Le sue parole mi hanno richiamato alla mente la bellissima postfazione al meraviglioso pamphlet di Luigi Zoja, Utopie della vita quotidiana (edito da Catelvecchi).

«Credo che alla base di tutto ci sia una passione per la fragilità, cioè per la poesia delle cose. […] Una ricerca spinta nei luoghi più nascosti e assorti, dove c’è senso di provvisorietà, di passaggio, pieni di gente che cammina e arriva ben oltre la meta che si era prefissata. […] Fare piazza pulita delle certezze da quattro soldi, dell’arroganza e dell’altruismo a buon mercato. E arrivare, invece, a quel pozzo profondissimo dove il denaro, il potere, la moda, la retorica, si liquefanno per lasciare spazio a un fiume di domande che, solo, può rendere la terra un luogo ospitale e il vicino un essere attraente del quale si desidera l’amicizia. Abbandonare la frenesia del fare per concedere terreno alla cortesia, alla gentilezza, alle parole dolci e agli sguardi scrupolosi. […] Incamminarsi su sentieri impervi e solitari, schivando l’abusivismo della modernità, arrivando all’unica patria possibile: quella di chi sa di essere gettato sulla terra, con radici deboli e spesso marce, eppure desideroso di dare frutti commestibili a tutti. […] Agire nel quotidiano come se ci si stesse misurando con l’assoluto».

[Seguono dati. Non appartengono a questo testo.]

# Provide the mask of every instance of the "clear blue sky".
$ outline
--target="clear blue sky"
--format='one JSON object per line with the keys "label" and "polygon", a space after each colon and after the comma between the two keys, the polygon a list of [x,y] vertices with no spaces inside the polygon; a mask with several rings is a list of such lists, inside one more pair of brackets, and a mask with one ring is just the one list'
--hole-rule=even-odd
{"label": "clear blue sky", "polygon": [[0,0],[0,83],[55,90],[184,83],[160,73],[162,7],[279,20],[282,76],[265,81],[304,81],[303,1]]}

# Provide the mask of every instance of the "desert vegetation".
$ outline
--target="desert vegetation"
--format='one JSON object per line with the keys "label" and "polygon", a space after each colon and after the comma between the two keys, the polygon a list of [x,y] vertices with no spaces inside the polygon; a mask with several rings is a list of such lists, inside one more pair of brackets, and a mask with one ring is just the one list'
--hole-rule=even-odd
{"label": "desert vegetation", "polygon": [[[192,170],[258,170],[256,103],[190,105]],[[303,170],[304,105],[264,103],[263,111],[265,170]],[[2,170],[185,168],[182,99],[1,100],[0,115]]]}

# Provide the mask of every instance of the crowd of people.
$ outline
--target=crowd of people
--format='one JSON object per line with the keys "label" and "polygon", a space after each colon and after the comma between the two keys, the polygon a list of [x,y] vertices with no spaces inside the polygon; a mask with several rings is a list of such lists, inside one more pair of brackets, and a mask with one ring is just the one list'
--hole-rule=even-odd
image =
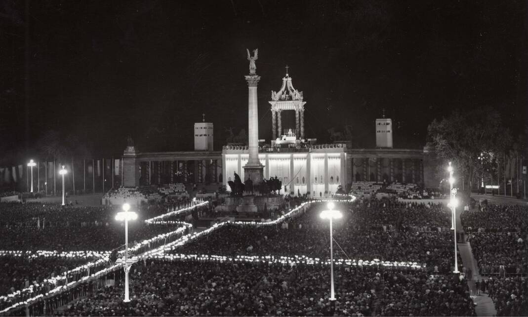
{"label": "crowd of people", "polygon": [[[300,216],[287,218],[287,225],[228,224],[173,252],[326,258],[329,257],[328,222],[319,217],[325,205],[314,204]],[[395,203],[389,207],[377,201],[336,205],[344,212],[334,226],[335,256],[416,262],[437,272],[451,270],[454,237],[445,228],[449,220],[441,206],[414,204],[406,208]]]}
{"label": "crowd of people", "polygon": [[[142,220],[194,203],[185,199],[167,199],[136,207],[139,219],[129,223],[131,245],[177,228],[176,224],[147,225]],[[284,215],[289,209],[287,205],[293,208],[303,201],[289,198],[286,209],[276,213]],[[67,300],[62,295],[55,296],[45,302],[55,303],[53,307],[59,300],[61,305],[68,303],[61,313],[65,315],[474,315],[465,281],[449,274],[453,270],[454,241],[448,209],[441,204],[404,203],[394,199],[359,199],[336,205],[343,217],[334,223],[335,258],[416,262],[425,267],[401,271],[338,265],[334,308],[327,300],[329,272],[324,265],[149,259],[133,266],[132,301],[129,304],[122,303],[119,278],[113,286],[102,288],[88,287],[87,283],[93,282],[75,286],[83,290],[80,292],[83,296],[73,302],[77,296]],[[117,208],[16,203],[4,206],[5,216],[0,219],[0,249],[49,249],[53,246],[58,251],[108,251],[123,244],[123,225],[114,220]],[[204,206],[203,210],[163,220],[182,221],[191,215],[197,218],[210,208]],[[326,204],[313,204],[276,224],[226,224],[166,252],[327,259],[328,224],[319,217],[324,209]],[[498,273],[501,265],[506,275],[526,273],[526,212],[522,207],[491,206],[489,210],[463,214],[463,224],[470,233],[469,241],[481,274]],[[496,224],[499,221],[511,224],[500,227]],[[3,294],[39,284],[44,278],[89,261],[4,257],[6,268],[0,273]],[[462,263],[459,257],[459,263]],[[494,275],[492,280],[487,283],[487,291],[499,314],[525,313],[525,280]],[[0,307],[8,304],[0,303]],[[41,314],[53,312],[50,306],[44,304],[43,307],[40,302],[32,307],[40,310]]]}
{"label": "crowd of people", "polygon": [[0,296],[13,293],[31,285],[39,284],[46,278],[61,275],[93,259],[0,257]]}
{"label": "crowd of people", "polygon": [[138,265],[130,280],[128,304],[118,281],[60,315],[475,315],[464,282],[421,270],[336,268],[335,307],[327,267],[156,261]]}
{"label": "crowd of people", "polygon": [[[128,241],[133,245],[175,230],[177,225],[147,225],[130,222]],[[0,249],[108,251],[125,244],[125,226],[112,222],[92,227],[46,227],[40,229],[0,228]]]}
{"label": "crowd of people", "polygon": [[460,215],[498,316],[528,315],[528,208],[481,204]]}
{"label": "crowd of people", "polygon": [[528,316],[528,280],[520,276],[491,277],[486,281],[497,316]]}
{"label": "crowd of people", "polygon": [[481,274],[499,273],[501,266],[506,274],[528,273],[528,245],[520,233],[476,233],[468,241]]}
{"label": "crowd of people", "polygon": [[528,207],[483,205],[460,215],[462,226],[470,232],[528,232]]}

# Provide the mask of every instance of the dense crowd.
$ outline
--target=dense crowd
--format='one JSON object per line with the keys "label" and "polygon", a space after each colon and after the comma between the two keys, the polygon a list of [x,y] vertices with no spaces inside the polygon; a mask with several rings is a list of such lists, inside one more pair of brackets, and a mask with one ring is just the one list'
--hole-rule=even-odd
{"label": "dense crowd", "polygon": [[519,233],[477,233],[468,241],[480,274],[498,273],[501,265],[507,274],[528,273],[528,245]]}
{"label": "dense crowd", "polygon": [[528,207],[520,205],[484,205],[460,215],[466,232],[528,232]]}
{"label": "dense crowd", "polygon": [[39,284],[46,278],[88,262],[91,258],[0,257],[0,296]]}
{"label": "dense crowd", "polygon": [[[0,249],[110,251],[125,244],[124,224],[115,223],[108,226],[101,224],[90,227],[48,226],[40,229],[0,227]],[[130,222],[128,241],[134,245],[181,226]]]}
{"label": "dense crowd", "polygon": [[420,271],[341,267],[335,308],[327,267],[155,261],[136,267],[131,302],[118,282],[73,301],[67,316],[474,316],[466,283]]}
{"label": "dense crowd", "polygon": [[497,316],[528,316],[528,280],[519,276],[491,277],[487,291]]}
{"label": "dense crowd", "polygon": [[[448,272],[452,265],[452,235],[449,232],[336,230],[334,256],[357,260],[417,262],[430,270]],[[252,237],[248,241],[248,237]],[[305,255],[329,257],[327,230],[255,228],[227,225],[197,238],[173,252],[192,254],[236,256]]]}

Abitiamo, pur a distanza, il bar degli utopisti.
E invitiamo tutti i nostri amici e le nostre amiche.

«Chi in quel bar decide di passare un minuto o una vita intera per costruire un bel sogno, decide di impegnarsi nelle cose di ogni giorno, fra gli amici e gli stranieri, per andare verso il futuro, quel futuro per il quale prova nostalgia».